Ce ne furent pas seulement les nations romanes qui devinrent pour ainsi dire des succursales de la grande école française. Je ne mentionne que pour mémoire les imitations grecques de nos romans de la Table Ronde ; mais la magnifique littérature poétique de l’Allemagne, à la fin du XIIe et au commencement du XIIIe siècle, n’est que le reflet de la nôtre. Les Minnesinger ont transporté dans leur langue les formes et l’esprit de la poésie lyrique française, fille elle-même de la provençale ; il faut se hâter d’ajouter que, sous leurs mains, surtout celles de Walther de la Vogelweide, le plus grand poète de l’Allemagne ancienne, cette poésie s’est développée avec une originalité, une grâce et une profondeur sans égales chez nous.
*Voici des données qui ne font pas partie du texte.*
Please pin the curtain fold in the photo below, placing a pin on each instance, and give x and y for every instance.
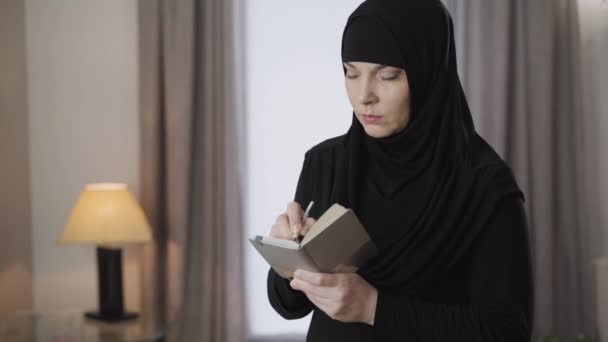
(191, 166)
(520, 65)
Nos chansons de geste ont été traduites ou imitées sans relâche en Allemagne et dans les Pays-Bas, ainsi que nos poèmes du cycle breton, pendant toute cette période que les historiens de la littérature allemande qualifient de classique : Lambrecht, Conrad, Henri de Veldeke, Herbert de Fritzlar, Hartmann d’Aue, Gotfrid de Strasbourg, Wolfram d’Eschenbach, Ulrich de Zazikhoven, Wirnt de Gravenberg, Conrad de Wurzbourg et bien d’autres sont les imitateurs plus ou moins fidèles des Albéric, des Turold, des Chrétien de Troies, des Benoît de Sainte-More, des Guillaume de Bapaume, des Renaud de Beaujeu. On peut dire qu’il y avait alors, à côté de la littérature française en français, une littérature française en allemand et une autre en néerlandais.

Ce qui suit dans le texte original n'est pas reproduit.